Küresel yönetişim, merkezi veya belirli bir otoriteye dayalı yönetimden farklıdır. Vatandaşların hak ve sorumlulukların göz önünde bulundurulduğu, kurumları kapsayan ve uyum ve dayanışma gerektiren süreçlerdir. Kısaca, yönetimlerden farklı olarak tek başına yönetim yapmak yerine dayanışma ve birlikte hareket etmeyi gerektiren yönetim ve sivil toplum ortaklığını ifade eder.
Giderek artan nüfus doğa üzerinde gittikçe fazlalaşan bir tahribata yol açmıştır. İklim değişikliği, okyanus asitlenmesi, kimyasal kirlilik gibi çevresel sorunlar tüm canlıların yaşamlarını etkimeye devam etmektedir. Bu sorunu çözmenin sorumluluğunu da insanlar üstlenmek zorundadır. Çözüm yolu ise doğal kaynakların ve tüketimin dengede tutulmasındadır. Bu noktada sürdürülebilir kalkınmadan bahsedilmeye başlanmıştır.

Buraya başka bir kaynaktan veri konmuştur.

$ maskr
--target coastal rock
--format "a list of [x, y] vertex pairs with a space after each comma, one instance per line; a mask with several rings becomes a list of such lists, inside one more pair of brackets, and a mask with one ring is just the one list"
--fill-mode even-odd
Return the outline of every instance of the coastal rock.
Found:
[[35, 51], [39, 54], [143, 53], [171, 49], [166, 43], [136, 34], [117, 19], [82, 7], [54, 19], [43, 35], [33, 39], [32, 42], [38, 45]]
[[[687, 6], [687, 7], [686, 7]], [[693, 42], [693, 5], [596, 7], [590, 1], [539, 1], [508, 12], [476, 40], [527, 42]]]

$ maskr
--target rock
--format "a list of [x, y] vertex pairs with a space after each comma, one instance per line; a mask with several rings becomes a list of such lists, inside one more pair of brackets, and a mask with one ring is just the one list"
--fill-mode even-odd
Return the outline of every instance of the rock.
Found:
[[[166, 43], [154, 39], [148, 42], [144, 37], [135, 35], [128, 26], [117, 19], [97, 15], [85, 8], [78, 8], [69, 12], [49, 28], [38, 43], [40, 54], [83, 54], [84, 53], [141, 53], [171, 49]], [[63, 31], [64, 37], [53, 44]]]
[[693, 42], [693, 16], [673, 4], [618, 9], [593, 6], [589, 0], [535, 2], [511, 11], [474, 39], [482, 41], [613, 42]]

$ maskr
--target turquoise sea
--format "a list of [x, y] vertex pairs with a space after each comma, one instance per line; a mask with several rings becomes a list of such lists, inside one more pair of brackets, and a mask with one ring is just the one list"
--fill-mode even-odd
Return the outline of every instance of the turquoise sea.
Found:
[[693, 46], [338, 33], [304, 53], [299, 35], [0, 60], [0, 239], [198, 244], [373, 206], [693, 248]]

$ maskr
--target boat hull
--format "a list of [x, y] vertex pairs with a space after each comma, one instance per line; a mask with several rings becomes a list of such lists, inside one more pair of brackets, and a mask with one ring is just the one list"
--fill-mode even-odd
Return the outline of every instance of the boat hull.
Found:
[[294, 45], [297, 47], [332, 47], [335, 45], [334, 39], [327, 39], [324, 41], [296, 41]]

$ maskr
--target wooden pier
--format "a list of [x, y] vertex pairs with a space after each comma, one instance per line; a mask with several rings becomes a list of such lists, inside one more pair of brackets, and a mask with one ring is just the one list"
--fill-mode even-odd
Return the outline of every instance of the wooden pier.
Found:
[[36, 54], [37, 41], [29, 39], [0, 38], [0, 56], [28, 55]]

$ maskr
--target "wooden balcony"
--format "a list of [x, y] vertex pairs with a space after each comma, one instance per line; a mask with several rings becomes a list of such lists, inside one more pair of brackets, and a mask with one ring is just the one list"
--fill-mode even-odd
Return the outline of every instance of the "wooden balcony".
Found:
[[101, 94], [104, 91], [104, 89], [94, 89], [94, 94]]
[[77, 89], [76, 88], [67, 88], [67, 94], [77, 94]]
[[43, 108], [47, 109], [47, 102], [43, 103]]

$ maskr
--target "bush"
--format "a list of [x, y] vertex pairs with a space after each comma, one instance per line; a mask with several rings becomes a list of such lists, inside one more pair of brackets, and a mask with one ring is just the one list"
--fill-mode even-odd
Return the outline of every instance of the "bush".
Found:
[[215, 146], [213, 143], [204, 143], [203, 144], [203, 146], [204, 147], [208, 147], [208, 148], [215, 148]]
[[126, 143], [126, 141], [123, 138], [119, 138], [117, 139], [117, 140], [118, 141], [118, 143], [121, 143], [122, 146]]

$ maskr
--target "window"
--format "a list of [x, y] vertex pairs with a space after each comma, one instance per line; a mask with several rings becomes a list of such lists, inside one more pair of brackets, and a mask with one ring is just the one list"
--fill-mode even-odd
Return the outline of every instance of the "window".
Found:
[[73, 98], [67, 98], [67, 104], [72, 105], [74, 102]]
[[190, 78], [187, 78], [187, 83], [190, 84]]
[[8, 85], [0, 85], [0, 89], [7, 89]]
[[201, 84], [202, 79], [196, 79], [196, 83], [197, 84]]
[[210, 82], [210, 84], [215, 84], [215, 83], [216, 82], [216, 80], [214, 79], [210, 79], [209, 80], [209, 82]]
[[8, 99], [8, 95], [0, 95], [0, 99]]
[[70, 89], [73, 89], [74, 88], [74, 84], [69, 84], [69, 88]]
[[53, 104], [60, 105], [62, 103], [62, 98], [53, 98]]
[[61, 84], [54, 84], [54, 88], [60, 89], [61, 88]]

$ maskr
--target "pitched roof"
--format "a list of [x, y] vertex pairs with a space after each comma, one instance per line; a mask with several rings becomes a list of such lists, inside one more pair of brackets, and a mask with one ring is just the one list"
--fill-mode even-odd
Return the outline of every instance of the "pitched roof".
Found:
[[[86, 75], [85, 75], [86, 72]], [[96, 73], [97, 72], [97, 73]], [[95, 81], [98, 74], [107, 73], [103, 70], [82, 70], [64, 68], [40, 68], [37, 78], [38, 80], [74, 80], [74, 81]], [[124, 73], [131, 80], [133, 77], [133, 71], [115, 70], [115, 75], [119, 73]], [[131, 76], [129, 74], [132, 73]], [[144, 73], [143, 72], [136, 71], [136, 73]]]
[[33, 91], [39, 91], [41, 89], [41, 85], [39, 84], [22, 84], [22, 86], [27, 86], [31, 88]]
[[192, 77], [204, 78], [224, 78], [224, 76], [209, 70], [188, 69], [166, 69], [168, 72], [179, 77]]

Küresel sürdürülebilir kalkınmaya geçiş tam olarak başarıya ulaşmış değildir. Ekonomik ve sosyal gelişmeler kaydedilse de hala birçok zorluk mevcut. Bu zorluklar bütün dünya için geçerlidir ve sorumluluğu herkesin üstlenmesi gerekir. Küresel olan bir sorun ancak küresel çözümler ile çözülebilir. Bölgesel birliklerden çok daha kapsayıcı birlikler çözüm üretmede daha etkili olabilir. Ama sürdürülebilir kalkınma süreçlerine ne kadar çok aktör dahil olursa anlaşmazlıklar o kadar fazla olacaktır.
Haziran 2012’de Rio de Janeiro’da gerçekleştirilen Sürdürülebilir Kalkınma Konferansı’nda sürdürülebilir kalkınma üzerine kapsamlı bir küresel yönetişim çerçevesi öngörüyor; eksikliklerin üstesinden gelmek için insan haklarını göz önünde bulunduruyor. Bu, sürdürülebilir kalkınmanın (ekonomik, sosyal ve çevresel) üç boyutunun istikrarlı ve dengeli bir şekilde entegre edildiği, aynı zamanda siyasi katılımı güçlendirdiği ve tüm organizasyonları ve karar organlarını etkileyen uluslararası bir politika oluşturmayı sağlayacaktır.
Kısaca, sürdürülebilir kalkınma hedeflerine ulaşmak tüm ülkeler, sivil toplum ve diğer bütün paydaşlar arasında küresel bir ortaklık gerektirmektedir.